Another, small diagram in the lower left is a force-directed, circular edge bundling diagram, but as this and the other controls on the screen are inscrutable, we cannot evaluate their usefulness in context.

After observing the screen for a few seconds, David touches the middle of the screen, a wave of distortion spreads from his finger for a half a second, and we hear a “fuzz” sound. The purpose of the touch is unclear. Since it makes no discernable change in the interface, it could be what I’ve called one free interaction, but this seems unlikely since such cinematic attention was given to it. My only other guess is to register David’s presence there like a guard tour patrol system or watchclock that ensures he’s doing his rounds.

Military navigation

The C-57D is a military vessel with much of its technology feeling like that of a naval vessel.

Lt. Farman navigates the ship towards Altair.

The navigator, called an astrogator, sits at a station on the bridge facing a large armillary. He has a binocular scope into which he can peer to see outside the ship. Within easy reach to the left is a table-top panel of concentrically arranged buttons. To his right is a similar panel. Directly in front of him, beyond the scope, is a massive armillary that is the centerpiece of the bridge.

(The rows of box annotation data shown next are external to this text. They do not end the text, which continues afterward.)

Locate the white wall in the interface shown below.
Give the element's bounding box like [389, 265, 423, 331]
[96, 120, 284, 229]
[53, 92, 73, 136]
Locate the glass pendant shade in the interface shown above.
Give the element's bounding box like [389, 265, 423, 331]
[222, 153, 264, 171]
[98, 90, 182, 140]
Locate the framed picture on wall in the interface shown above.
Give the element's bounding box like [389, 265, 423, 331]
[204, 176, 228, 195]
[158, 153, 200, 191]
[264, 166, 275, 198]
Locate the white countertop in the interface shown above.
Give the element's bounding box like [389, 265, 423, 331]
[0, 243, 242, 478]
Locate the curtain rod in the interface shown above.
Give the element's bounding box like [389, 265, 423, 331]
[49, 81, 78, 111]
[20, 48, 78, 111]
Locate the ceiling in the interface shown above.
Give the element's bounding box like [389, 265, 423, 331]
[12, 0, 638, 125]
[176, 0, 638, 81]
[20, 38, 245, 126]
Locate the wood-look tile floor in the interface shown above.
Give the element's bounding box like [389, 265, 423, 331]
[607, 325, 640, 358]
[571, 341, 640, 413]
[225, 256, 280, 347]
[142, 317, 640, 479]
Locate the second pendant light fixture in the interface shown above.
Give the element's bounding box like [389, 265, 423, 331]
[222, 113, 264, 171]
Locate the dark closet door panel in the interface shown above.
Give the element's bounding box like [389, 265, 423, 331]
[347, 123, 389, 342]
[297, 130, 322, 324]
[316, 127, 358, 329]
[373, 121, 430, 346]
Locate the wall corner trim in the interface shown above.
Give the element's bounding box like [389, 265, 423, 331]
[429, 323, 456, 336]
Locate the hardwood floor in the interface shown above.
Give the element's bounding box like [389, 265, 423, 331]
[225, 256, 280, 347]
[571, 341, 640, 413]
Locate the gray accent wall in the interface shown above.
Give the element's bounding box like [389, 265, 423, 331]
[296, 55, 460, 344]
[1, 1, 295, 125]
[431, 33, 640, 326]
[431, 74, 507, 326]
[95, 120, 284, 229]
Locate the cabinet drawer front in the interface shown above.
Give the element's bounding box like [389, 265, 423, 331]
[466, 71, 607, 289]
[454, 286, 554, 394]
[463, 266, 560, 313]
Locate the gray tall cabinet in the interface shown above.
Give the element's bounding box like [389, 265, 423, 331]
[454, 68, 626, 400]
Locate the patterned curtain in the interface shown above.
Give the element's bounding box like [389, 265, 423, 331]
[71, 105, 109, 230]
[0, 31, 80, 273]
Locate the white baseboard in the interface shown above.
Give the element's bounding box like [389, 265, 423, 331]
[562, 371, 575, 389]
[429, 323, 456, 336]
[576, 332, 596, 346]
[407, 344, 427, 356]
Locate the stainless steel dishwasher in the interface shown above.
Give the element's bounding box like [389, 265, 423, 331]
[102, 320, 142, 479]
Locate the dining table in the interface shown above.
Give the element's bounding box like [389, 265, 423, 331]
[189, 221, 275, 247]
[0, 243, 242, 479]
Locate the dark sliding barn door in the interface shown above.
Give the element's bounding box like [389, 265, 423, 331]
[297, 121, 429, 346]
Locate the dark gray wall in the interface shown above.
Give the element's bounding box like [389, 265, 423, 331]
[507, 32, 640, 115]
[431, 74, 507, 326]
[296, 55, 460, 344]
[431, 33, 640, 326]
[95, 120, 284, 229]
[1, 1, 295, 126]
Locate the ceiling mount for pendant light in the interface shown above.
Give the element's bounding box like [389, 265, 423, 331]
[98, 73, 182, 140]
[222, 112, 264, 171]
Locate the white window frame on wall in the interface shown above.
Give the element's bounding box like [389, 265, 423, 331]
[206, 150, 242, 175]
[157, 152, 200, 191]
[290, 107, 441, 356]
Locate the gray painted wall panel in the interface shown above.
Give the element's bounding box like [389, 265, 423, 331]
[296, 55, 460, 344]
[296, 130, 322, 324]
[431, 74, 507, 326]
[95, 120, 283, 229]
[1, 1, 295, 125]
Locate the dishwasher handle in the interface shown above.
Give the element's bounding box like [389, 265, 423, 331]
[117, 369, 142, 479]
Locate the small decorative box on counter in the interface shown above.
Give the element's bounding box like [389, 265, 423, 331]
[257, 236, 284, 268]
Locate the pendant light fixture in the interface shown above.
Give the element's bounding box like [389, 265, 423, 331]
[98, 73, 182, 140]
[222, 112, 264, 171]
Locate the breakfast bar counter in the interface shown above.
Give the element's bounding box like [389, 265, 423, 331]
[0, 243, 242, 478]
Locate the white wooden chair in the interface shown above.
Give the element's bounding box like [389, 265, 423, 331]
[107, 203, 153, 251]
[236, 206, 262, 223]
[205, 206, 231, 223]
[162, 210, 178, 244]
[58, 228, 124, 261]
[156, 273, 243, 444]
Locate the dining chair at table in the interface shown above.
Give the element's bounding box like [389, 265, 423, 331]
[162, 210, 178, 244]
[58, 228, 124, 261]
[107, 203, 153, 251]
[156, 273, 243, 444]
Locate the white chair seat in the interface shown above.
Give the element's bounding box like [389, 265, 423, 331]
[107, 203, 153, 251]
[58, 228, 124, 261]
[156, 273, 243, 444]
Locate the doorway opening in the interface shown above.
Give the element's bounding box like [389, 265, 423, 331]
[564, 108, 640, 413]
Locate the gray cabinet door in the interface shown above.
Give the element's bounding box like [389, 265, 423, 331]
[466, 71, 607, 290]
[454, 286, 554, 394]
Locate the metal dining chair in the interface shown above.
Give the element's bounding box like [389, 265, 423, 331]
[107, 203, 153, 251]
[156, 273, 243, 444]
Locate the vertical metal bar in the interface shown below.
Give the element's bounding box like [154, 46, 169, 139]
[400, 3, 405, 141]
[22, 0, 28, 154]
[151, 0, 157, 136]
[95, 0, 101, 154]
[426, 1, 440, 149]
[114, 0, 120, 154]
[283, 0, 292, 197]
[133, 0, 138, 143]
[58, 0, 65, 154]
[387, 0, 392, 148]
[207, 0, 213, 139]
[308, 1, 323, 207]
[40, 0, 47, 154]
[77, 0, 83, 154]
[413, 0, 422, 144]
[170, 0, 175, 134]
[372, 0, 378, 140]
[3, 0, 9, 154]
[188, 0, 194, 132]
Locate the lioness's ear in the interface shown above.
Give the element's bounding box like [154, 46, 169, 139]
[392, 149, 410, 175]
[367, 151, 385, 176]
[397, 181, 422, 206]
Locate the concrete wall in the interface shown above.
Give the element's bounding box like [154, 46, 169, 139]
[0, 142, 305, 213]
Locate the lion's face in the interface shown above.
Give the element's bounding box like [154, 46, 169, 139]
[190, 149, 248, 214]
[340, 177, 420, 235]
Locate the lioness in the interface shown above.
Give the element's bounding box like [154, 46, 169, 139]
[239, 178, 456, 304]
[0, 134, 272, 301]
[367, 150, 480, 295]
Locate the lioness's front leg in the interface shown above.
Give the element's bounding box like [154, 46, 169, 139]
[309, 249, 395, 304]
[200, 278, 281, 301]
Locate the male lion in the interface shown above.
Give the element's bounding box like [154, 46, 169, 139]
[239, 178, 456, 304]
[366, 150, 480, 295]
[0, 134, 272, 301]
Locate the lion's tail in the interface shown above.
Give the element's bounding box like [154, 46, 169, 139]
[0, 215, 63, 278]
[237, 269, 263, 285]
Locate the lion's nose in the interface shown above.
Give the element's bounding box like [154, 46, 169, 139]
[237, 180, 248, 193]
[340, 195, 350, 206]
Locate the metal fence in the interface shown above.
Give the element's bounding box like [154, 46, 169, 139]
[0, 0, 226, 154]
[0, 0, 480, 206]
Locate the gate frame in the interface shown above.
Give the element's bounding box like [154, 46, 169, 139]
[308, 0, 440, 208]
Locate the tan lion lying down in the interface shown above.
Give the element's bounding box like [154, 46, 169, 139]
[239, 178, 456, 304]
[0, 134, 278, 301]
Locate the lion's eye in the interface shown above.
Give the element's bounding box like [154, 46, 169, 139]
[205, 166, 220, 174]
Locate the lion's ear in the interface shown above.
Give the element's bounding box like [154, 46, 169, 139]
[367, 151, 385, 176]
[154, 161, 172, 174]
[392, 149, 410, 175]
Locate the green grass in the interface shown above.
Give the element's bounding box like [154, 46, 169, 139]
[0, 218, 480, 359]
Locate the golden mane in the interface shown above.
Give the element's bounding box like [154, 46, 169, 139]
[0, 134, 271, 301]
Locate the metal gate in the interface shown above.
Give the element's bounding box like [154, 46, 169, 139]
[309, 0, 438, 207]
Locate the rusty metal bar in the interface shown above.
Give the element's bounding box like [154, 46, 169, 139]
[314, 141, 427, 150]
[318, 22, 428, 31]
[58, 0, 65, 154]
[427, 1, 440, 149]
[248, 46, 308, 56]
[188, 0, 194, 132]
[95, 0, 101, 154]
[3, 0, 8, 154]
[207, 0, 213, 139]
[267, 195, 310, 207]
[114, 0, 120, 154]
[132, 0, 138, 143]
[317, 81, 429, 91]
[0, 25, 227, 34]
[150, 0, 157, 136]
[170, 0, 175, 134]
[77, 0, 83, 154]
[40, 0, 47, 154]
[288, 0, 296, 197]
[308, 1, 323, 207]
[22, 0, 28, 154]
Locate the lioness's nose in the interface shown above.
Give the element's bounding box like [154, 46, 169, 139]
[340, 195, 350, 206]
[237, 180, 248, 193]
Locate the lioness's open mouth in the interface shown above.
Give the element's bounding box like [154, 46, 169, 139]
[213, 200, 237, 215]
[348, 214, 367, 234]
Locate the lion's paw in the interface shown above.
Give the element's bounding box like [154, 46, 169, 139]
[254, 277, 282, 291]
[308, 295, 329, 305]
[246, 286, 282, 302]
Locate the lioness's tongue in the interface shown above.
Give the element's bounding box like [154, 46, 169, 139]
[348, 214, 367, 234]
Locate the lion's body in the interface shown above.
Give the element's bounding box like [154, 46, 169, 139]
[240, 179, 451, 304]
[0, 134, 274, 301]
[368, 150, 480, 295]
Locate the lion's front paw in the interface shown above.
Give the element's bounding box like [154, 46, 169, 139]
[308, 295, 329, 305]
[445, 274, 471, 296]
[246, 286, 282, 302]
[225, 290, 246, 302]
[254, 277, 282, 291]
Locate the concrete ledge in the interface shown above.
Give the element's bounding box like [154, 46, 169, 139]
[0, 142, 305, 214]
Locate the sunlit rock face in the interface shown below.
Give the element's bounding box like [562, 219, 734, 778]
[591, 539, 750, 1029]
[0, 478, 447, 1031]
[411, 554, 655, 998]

A model of United Planets Cruiser C-57D sits at the center of the ship’s armillary.

A model of the C-57D sits at the center of a transparent globe, which rotates in turn inside of another transparent globe. The surface of the interior globe is detailed with a graduated ring around its equator, semi-meridians extending from the poles, and a number of other colorful graduations. The outer, stationary globe has markings on the surface, which seem to describe stars and major constellations as dots and lines.

The utility of the armillary is somewhat questionable. From a relatively fixed position like the Earth, the celestial sphere doesn’t change. But while astronavigating, the celestial sphere would change. Even though Altair is a relatively close to Earth, the change in position of the stars on the celestial sphere would likely be significant to correct positioning. So, for this to be useful, the markings on the outer sphere should be dynamic. Of course in the short sequence we see the armillary in use, we would not see the markings change, but there are no visual cues that it is dynamic in this way.

Additionally it should be noted that the biggest and most important things with which Lt. Farman would be concerned, i.e. the star Altair and planet Altair IV, are not represented in the display at all and represents a major failing of the design.

The crew makes it safely through decelleration.

One of the movie’’s technology conceits is that deceleration from light speed is a shaky business. To protect the crew during this phase of travel, they stand atop deceleration stations. These small cylindrical pedestals have matching extensions from the ceiling that look vaguely like circular ventilation grills. Ten seconds before deceleration, the lights dim, a beeper sounds ten times, and the crew members step onto the pedestals. They fade from view in a beam of fuzzy aquamarine light. They fade back into view as the blue light disappears. During the period when the crew has passed from view, one would expect the ship to be shaking violently as discussed, but this doesn’’t happen. Nonetheless, as the crew steps out of the station, a few are holding their necks as if in pain.